How much waste are construction and engineering responsible for?
According to the 2020 Department for Environment, Food & Rural Affairs (DEFRA) report on waste and resources, the UK’s commercial and industrial sectors were responsible for 41.1 million tonnes of waste in 2016 (33.1 million tonnes of which was generated in England alone). In the same year, the construction, demolition, and excavation (CDE) industries generated around three fifths (62 per cent) of the UK’s total waste.
As well as the vast amount of waste produced by these commercial sectors, consideration must also be given to the hazardous nature of some of the waste produced. Many of the waste contributions from the engineering and construction sectors are classified as hazardous and fall under the Hazardous Waste Regulations (2005). Under this legislation, each company that produces hazardous waste is liable for disposing of this waste in a responsible way. This warrants the need for a licensed waste carrier with the appropriate site permits.
What are the best waste management solutions?
Within the CDE industries, there are many different waste management solutions to consider. When dealing with hazardous and electrical waste, it isn’t an option to simply dump excess materials. In 2014, the Waste Electric and Electronic Equipment (WEEE) regulations became law, in response to the fact that an estimated two million tonnes of WEEE items are discarded each year.
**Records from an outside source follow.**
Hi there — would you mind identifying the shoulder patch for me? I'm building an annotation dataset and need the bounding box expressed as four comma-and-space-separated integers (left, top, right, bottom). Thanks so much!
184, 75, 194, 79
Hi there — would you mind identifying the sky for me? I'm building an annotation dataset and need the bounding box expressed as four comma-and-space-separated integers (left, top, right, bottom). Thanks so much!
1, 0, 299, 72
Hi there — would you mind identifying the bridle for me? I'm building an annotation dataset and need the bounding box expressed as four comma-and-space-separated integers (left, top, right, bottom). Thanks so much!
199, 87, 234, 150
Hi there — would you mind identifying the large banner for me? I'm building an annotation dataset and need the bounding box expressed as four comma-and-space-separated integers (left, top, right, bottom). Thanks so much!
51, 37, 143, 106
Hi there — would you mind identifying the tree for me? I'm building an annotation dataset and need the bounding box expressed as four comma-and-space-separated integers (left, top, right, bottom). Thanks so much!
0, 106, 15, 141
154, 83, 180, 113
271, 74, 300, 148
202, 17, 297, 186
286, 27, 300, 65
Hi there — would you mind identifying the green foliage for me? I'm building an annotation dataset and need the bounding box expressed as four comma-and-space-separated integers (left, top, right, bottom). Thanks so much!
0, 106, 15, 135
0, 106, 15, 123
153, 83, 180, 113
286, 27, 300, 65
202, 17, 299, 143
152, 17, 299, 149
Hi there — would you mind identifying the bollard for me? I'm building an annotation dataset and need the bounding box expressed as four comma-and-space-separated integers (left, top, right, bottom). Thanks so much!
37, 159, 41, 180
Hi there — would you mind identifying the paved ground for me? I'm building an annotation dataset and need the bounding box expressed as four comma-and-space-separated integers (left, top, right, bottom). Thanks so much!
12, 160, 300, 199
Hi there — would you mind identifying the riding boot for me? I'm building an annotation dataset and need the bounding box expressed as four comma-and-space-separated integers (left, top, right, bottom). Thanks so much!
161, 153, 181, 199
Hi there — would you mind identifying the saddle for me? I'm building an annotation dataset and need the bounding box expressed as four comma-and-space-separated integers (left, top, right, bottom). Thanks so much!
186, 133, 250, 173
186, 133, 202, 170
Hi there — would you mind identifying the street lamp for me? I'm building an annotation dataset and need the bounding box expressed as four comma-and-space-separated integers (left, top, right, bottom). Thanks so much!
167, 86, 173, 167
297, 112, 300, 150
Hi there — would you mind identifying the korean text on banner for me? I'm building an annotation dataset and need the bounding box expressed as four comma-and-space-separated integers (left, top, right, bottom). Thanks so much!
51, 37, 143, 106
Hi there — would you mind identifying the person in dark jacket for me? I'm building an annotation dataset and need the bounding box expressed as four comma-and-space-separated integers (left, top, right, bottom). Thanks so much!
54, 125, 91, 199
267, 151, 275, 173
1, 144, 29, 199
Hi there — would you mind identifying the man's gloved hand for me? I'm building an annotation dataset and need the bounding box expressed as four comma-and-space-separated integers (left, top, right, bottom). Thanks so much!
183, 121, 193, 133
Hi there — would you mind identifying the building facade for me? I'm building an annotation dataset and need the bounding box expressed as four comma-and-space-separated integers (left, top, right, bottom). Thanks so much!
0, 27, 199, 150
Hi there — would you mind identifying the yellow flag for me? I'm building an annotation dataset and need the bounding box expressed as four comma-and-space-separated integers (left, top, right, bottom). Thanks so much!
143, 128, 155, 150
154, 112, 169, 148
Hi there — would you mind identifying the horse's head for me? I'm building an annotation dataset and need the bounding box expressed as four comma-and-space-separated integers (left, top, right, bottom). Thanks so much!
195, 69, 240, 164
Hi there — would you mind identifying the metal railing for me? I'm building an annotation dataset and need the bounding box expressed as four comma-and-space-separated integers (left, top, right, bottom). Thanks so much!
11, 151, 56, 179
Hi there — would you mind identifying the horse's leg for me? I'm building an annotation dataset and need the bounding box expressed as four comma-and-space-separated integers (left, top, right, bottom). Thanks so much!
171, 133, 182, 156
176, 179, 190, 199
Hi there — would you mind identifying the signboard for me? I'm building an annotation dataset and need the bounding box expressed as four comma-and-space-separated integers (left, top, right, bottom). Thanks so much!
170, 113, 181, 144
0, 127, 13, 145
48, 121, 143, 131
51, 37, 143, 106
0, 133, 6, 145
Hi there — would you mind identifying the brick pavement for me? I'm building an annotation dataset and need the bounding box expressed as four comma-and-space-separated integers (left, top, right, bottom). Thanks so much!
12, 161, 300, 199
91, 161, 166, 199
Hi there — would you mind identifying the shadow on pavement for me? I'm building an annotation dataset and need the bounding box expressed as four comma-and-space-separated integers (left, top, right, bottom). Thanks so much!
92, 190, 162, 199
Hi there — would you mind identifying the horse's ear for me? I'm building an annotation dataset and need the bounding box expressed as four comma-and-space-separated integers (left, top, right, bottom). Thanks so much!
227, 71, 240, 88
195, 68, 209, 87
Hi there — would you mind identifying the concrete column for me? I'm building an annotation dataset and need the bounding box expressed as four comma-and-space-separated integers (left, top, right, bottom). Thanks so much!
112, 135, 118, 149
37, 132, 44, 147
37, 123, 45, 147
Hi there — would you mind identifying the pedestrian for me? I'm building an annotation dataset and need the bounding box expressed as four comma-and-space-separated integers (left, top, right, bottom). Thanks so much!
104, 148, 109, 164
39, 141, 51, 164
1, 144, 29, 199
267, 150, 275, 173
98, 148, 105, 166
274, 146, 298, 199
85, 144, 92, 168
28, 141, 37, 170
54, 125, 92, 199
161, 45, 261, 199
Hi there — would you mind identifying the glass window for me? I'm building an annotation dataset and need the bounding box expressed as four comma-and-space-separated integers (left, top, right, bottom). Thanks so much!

According to the Waste Resource Action Programme (WRAP), electrical waste is the fastest growing source of waste in the UK. Of course, households play a part in this waste disposal as well, but the majority of damage is done by companies.
In response to this, the engineering sector has come up with numerous solutions, and ways in which themselves and companies in other sectors can better manage industrial waste. These methods include:
- Treatment technologies: this includes research into biodegradable and non-biodegradable waste and treating said waste to make it safer to store, transport, and repurpose.
- Recycling and re-purposing: for the engineering and construction industries, it’s both environmentally friendly and cost-effective to reuse and repurpose waste wherever possible. As well as recycling, repairing is another cost-efficient and environmentally beneficial way of cutting down on waste. Conducting electric motor repair, for example, could drastically decrease the amount of WEEE waste in the long run.
- Facilities and systems: as well as managing their own waste, engineering and construction companies are responsible for coming up with efficient waste management solutions across a variety of sectors. Designing and developing waste management facilities and systems such as waste processing plants or drainage systems is a fundamental part of the industry.
Engineering and construction companies may well create many waste management solutions, but when it comes to disposing of their own company’s waste, contacting an expert is imperative. Many specific hazardous waste companies are currently in operation in the UK, and they will organise the safe collection, recycling, and disposal of your waste — even the substances that are particularly dangerous or hazardous.
As well as historically being responsible for a large amount of industrial waste, the engineering industry is constantly coming up with new, innovative waste management ideas. With more emphasis than ever being placed on the importance of recycling or repairing rather than disposing of vital materials, this sector is on track to become greener and more responsible than ever before.